Look to the savviest investors and you’ll find pearls of wisdom that speak to the current climate, the past investing landscape and which may be good lodestars for the future.
How about this one: Benjamin Graham, widely regarded as the man who basically created the discipline known as value investing, and who said (or wrote), “In the short run, the market is a voting machine, but in the long run it is a weighing machine.”
The gist of that maxim offers up two concepts that sometimes can sometimes gel, and sometimes can clash: popularity versus substance.
When looking at any vehicle that changes hands and changes price, it pays, no pun intended, to keep an eye on votes versus weight. A few scenarios come to mind with, well, anything that is tradeable.
High votes, high weight: popular, yes, but with value that is recognized and likely costs a pretty penny. Low votes, low weight: No one really wants it, and likely for good reason, as shoddy workmanship, value or trouble is in the offing. Low votes, high weight: this is what investors want, where value goes unrecognized and price is low. Scoop up an asset at this point, goes the thinking, and it’s just a matter of time before the market wakes up and the votes accumulate. Buy low, sell high becomes that most pleasurable of activities.
And then there’s high votes, low weight: the popularity contest that ends in tears. Here is where you find the mindset where people buy something just because others are buying, with the assumption that you’d better do it now before it gets much higher and you’ll have missed the opportunity to sell it to someone else for more than you paid.
Momentum, you might call it. Or, by another name, bitcoin.
At this writing, bitcoin sits at a per-coin price of around $6,600. That’s a far cry from the $20,000-ish that the same coins fetched at the end of last year. That lofty five-digit tally was also a far cry higher than the roughly $800 seen at the beginning of last year.
So, what changed? Everything and nothing. It is the “everything” that ties in with the aforementioned “voting,” and which has bedeviled the price in recent months. The popular, conventional wisdom is that bitcoin will change the way we pay, and cryptos have plenty of room to take over the world – and there is enough room for all of them to co-exist.
But for that marquee name, bitcoin, news comes this week that “concentrated price manipulation,” as The New York Times termed it, may have been behind at least half of last year’s boost. That assessment comes from John Griffin, a University of Texas professor of finance, and Amin Shams, a graduate student.

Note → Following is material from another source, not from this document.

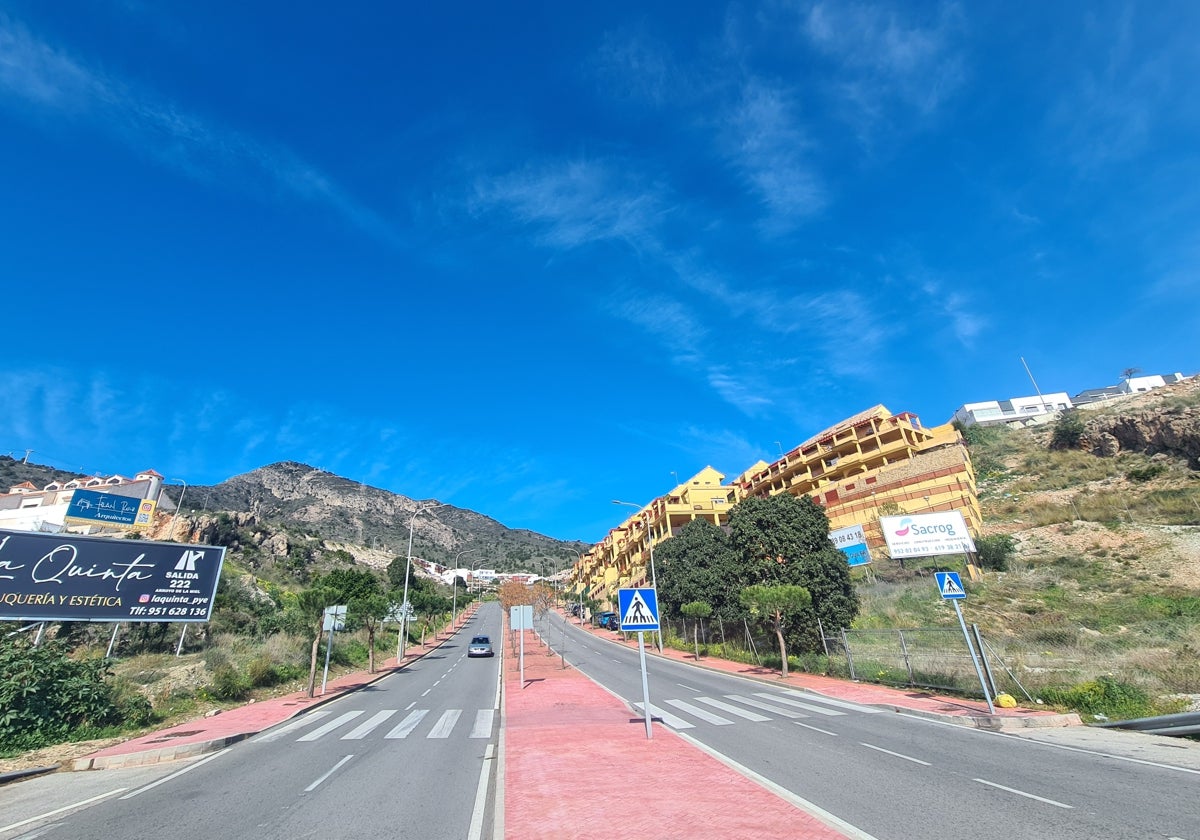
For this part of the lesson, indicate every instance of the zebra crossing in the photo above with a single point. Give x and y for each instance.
(754, 707)
(318, 725)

In its starkest terms, the prices were led upward by exchanges, unregulated ones, such as Bitfinex, with presence outside the U.S. and lightly regulated. Here, said the research from Griffin and Shams, Tether, another virtual currency, was used to buy bitcoin. In other words, one crypto helped to prop up and boost another – and, by the way, Tether was in fact designed and sold by Bitfinex creators.
The specter of manipulation hit the bitcoin price, sending it down a few percentage points this week. Then, too, came reports from market research firm Chainalysis, as noted by Financial Times, that long-term investors held three times the amount of bitcoin than short-term traders, and in the ensuing months sold off a huge chunk of those holdings. Two months ago, the numbers stood rather near one another, at six million bitcoin held by investors to 5.1 million held by traders.
Not incongruously, this all came while regulators were gunning to regulate. Seems like a weighing machine is a-waiting to a-weight – and, perhaps, to restrict such hurried, unregulated transfers of wealth.
Not great odds that we have seen the last of the drops yet.